The available backends are listed in the [model compatibility table]({{%relref "model-compatibility" %}}).
In order to specify a backend for your models, create a model config file in your models
directory specifying the backend:
name: gpt-3.5-turbo
# Default model parameters
parameters:
# Relative to the models path
model: ...
backend: llama-stable
# ...
Connect external backends
LocalAI backends are internally implemented using gRPC
services. This also allows LocalAI
to connect to external gRPC
services on start and extend LocalAI functionalities via third-party binaries.
The --external-grpc-backends
parameter in the CLI can be used either to specify a local backend (a file) or a remote URL. The syntax is <BACKEND_NAME>:<BACKEND_URI>
. Once LocalAI is started with it, the new backend name will be available for all the API endpoints.

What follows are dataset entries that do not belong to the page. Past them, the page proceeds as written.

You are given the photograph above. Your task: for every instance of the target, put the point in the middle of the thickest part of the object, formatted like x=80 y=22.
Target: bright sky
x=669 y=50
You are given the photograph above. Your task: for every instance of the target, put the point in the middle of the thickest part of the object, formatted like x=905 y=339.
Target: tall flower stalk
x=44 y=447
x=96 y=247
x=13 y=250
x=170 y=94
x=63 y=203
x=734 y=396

So for instance, to register a new backend which is a local file:
./local-ai --debug --external-grpc-backends "my-awesome-backend:/path/to/my/backend.py"
Or a remote URI:
./local-ai --debug --external-grpc-backends "my-awesome-backend:host:port"
Environment variables
When LocalAI runs in a container, there are additional environment variables available that modify the behavior of LocalAI on startup:
Environment variable | Default | Description |
---|---|---|
REBUILD |
false |
Rebuild LocalAI on startup |
BUILD_TYPE |
Build type. Available: cublas , openblas , clblas |
|
GO_TAGS |
Go tags. Available: stablediffusion |
|
HUGGINGFACEHUB_API_TOKEN |
Special token for interacting with HuggingFace Inference API, required only when using the langchain-huggingface backend |
Here is how to configure these variables:
# Option 1: command line
docker run --env REBUILD=true localai
# Option 2: set within an env file
docker run --env-file .env localai
Build only a single backend
You can control the backends that are built by setting the GRPC_BACKENDS
environment variable. For instance, to build only the llama-cpp
backend only:
make GRPC_BACKENDS=backend-assets/grpc/llama-cpp build
By default, all the backends are built.